The new economy and technology also create a "new psyche". Free from lack and needs, we can now turn to higher functions. This is true both organizationally and cognitively. Creativity and memorization. This is why design has replaced engineering as the main competitive component and content is now given preference over software. Post-basic has become the competitive edge of both individuals and organizations, basic skills being reading and arithmetic and pos-basic skills being analysis, synthesis, evaluation, and creativity/evaluation.

Sharing knowledge for free Vs. guarding expensive knowledge thus referring to knowledge as power. Basic and useful skills compared to high skills can be analogized to basic and high resources.

The new approaches to Knowledge Management require new approaches in the world of organizational directing and in the education system. The industrial economy and print-based learning has been replaced by internet-based learning and economy. Nevertheless, the evaluation system (namely, tests) and work selection in schools and universities are still based on outdated principles originating in the 19th Century. We must develop a new evaluation system that can allow us to review our workers/students/pupils' merits in the new skills required in our age of internet. The old skills that include obedience, memorization and practice must make way in favor of criticality, teamwork, constant learning and sharing.

The report presented by The Council of Competitiveness, an association of CEOs of hi-tech companies the scale of Intel, has called for Obama to improve the American science and technology studies program. This was criticized by Bade that argues that not science and technology, rather new business models and new business processes that will apply these technologies will provide the US a competitive advantage. Implementation, distribution, marketing is the most important.

Furthermore, in the flat-tailed age of Web 2.0 globalization, scientific technological innovation is expected to come from closed facilities such as universities and command centers that have no access to collective intelligence resources both on a micro level (the organization as a whole rather than only the "professional" researchers) and a macro level (the entire world). Collective intelligence resources are vital in terms of the total weight, network effect and the sensors of other cultures and markets.

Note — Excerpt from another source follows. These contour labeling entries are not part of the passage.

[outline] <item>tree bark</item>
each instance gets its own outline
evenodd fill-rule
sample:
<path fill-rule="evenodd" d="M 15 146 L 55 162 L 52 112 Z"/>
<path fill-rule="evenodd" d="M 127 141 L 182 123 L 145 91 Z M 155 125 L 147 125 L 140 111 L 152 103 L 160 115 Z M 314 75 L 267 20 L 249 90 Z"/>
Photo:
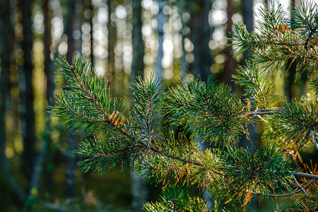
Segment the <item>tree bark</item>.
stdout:
<path fill-rule="evenodd" d="M 67 34 L 67 53 L 66 59 L 70 64 L 72 64 L 72 59 L 74 52 L 74 39 L 73 38 L 73 32 L 75 28 L 76 19 L 76 1 L 67 1 L 67 13 L 65 22 L 64 30 Z M 75 148 L 75 139 L 73 135 L 73 131 L 69 131 L 67 133 L 68 154 L 66 155 L 66 179 L 65 182 L 65 196 L 66 199 L 73 199 L 75 196 L 75 167 L 76 158 L 73 151 Z"/>
<path fill-rule="evenodd" d="M 184 29 L 185 26 L 185 23 L 183 21 L 182 19 L 182 15 L 184 13 L 184 0 L 179 0 L 179 13 L 181 16 L 181 30 L 180 30 L 180 34 L 182 36 L 181 38 L 181 49 L 182 51 L 182 54 L 180 58 L 180 71 L 181 71 L 181 80 L 184 80 L 185 77 L 187 76 L 187 61 L 185 59 L 186 57 L 186 51 L 184 49 Z"/>
<path fill-rule="evenodd" d="M 208 80 L 211 74 L 211 57 L 210 42 L 210 25 L 208 13 L 211 8 L 210 0 L 200 0 L 191 3 L 191 38 L 194 46 L 193 69 L 196 76 L 200 75 L 203 81 Z"/>
<path fill-rule="evenodd" d="M 133 60 L 131 64 L 131 83 L 137 76 L 143 78 L 143 40 L 141 33 L 142 27 L 142 8 L 141 0 L 133 1 L 132 16 L 132 47 Z M 132 105 L 134 107 L 134 105 Z M 139 178 L 139 174 L 132 169 L 131 173 L 131 206 L 134 211 L 140 211 L 143 204 L 146 202 L 148 192 L 145 182 Z"/>
<path fill-rule="evenodd" d="M 31 20 L 32 0 L 20 0 L 20 9 L 22 12 L 22 26 L 23 40 L 21 48 L 23 52 L 23 66 L 20 71 L 20 125 L 23 139 L 23 163 L 24 174 L 28 182 L 30 182 L 33 165 L 35 155 L 35 112 L 33 107 L 33 86 L 32 61 L 32 49 L 33 44 Z"/>
<path fill-rule="evenodd" d="M 111 15 L 113 11 L 114 2 L 111 0 L 108 0 L 107 2 L 108 6 L 108 23 L 107 23 L 107 32 L 108 32 L 108 57 L 107 57 L 107 73 L 109 75 L 112 76 L 111 80 L 107 78 L 110 82 L 110 88 L 113 87 L 113 82 L 114 82 L 115 79 L 115 73 L 114 73 L 114 45 L 116 42 L 116 28 L 112 24 L 112 18 Z M 106 75 L 107 76 L 107 75 Z M 114 88 L 111 90 L 112 92 L 114 92 Z M 114 96 L 114 93 L 112 93 L 112 96 Z"/>
<path fill-rule="evenodd" d="M 233 16 L 233 2 L 232 0 L 228 0 L 228 22 L 227 22 L 227 29 L 226 34 L 228 37 L 230 37 L 229 33 L 232 31 L 232 25 L 233 25 L 233 22 L 232 20 L 232 16 Z M 234 71 L 236 68 L 236 62 L 235 59 L 233 57 L 233 55 L 231 53 L 232 50 L 232 41 L 228 40 L 228 46 L 225 49 L 226 56 L 228 57 L 228 60 L 225 62 L 225 72 L 226 76 L 226 83 L 228 85 L 230 85 L 234 89 L 234 82 L 232 81 L 232 75 L 234 73 Z"/>
<path fill-rule="evenodd" d="M 45 54 L 45 73 L 46 76 L 46 84 L 47 84 L 47 102 L 49 106 L 54 106 L 51 100 L 54 98 L 54 72 L 53 71 L 52 62 L 51 60 L 51 42 L 52 42 L 52 35 L 51 35 L 51 17 L 50 11 L 49 9 L 48 4 L 49 0 L 45 0 L 43 2 L 42 11 L 44 14 L 44 24 L 45 24 L 45 34 L 43 38 L 44 42 L 44 54 Z M 50 133 L 50 114 L 47 112 L 46 113 L 46 124 L 47 133 Z M 51 143 L 51 139 L 49 136 L 47 136 L 47 143 Z M 43 143 L 43 145 L 47 143 Z M 45 163 L 47 165 L 49 165 L 52 163 L 52 153 L 51 152 L 47 153 L 45 155 Z M 49 190 L 52 190 L 53 186 L 53 173 L 52 169 L 45 169 L 45 182 Z"/>
<path fill-rule="evenodd" d="M 155 65 L 155 71 L 156 77 L 159 78 L 161 81 L 163 80 L 163 69 L 162 66 L 162 61 L 163 57 L 163 24 L 165 20 L 165 16 L 163 14 L 163 8 L 165 6 L 164 0 L 158 0 L 158 4 L 159 6 L 159 11 L 157 13 L 157 33 L 158 33 L 158 42 L 159 44 L 159 49 L 157 54 L 157 60 Z"/>
<path fill-rule="evenodd" d="M 10 1 L 0 1 L 0 167 L 1 174 L 5 176 L 8 187 L 14 194 L 16 206 L 22 208 L 25 201 L 25 194 L 19 187 L 10 171 L 9 165 L 6 156 L 6 113 L 11 107 L 8 93 L 10 89 L 10 54 L 12 51 L 11 36 L 12 28 L 11 16 Z"/>
<path fill-rule="evenodd" d="M 133 1 L 133 30 L 132 46 L 133 60 L 131 64 L 131 81 L 133 82 L 137 76 L 143 78 L 143 40 L 141 33 L 141 0 Z"/>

Furthermore, in the flat world in which India and china produce ten times more engineers and programmers than the US and 1,000 times the amount produced by Israel, neither of the latter have a competitive edge due to programming or engineering skills. However, they might have an advantage in the field of design, UX psychology and the religious approach to fetishes and iPhone-shaped totems. An American researcher would also not understand the needs of an Indian fisherman that needs micro-technology (cellular organizational computerization for a Bangladeshi fisherman) and micro-finances.

Engineering and programing are still directed according to the production line method. This method's limitations are evident in the following cases:

  • Negotiation
  • Writing an article
  • Developing a product
  • Solving a customer's problem

In each of these cases one must shift from handling tacit knowledge to addressing the tacit interaction and collaboration. This requires jazz-like improv, not concert-like stiffness.

During the Web 1.0 era, organizational computerization systems have mainly developed transaction tools. In the ago of Web 2.0, the emphasis has shifted to collaboration tools. 70% of new jobs in the US require collaboration and interaction skills. Examples of this emphasis on collaboration management include Google's chaos and rotation method, Scrum's software development, SocialText's content development and ActionBase's hybrid development.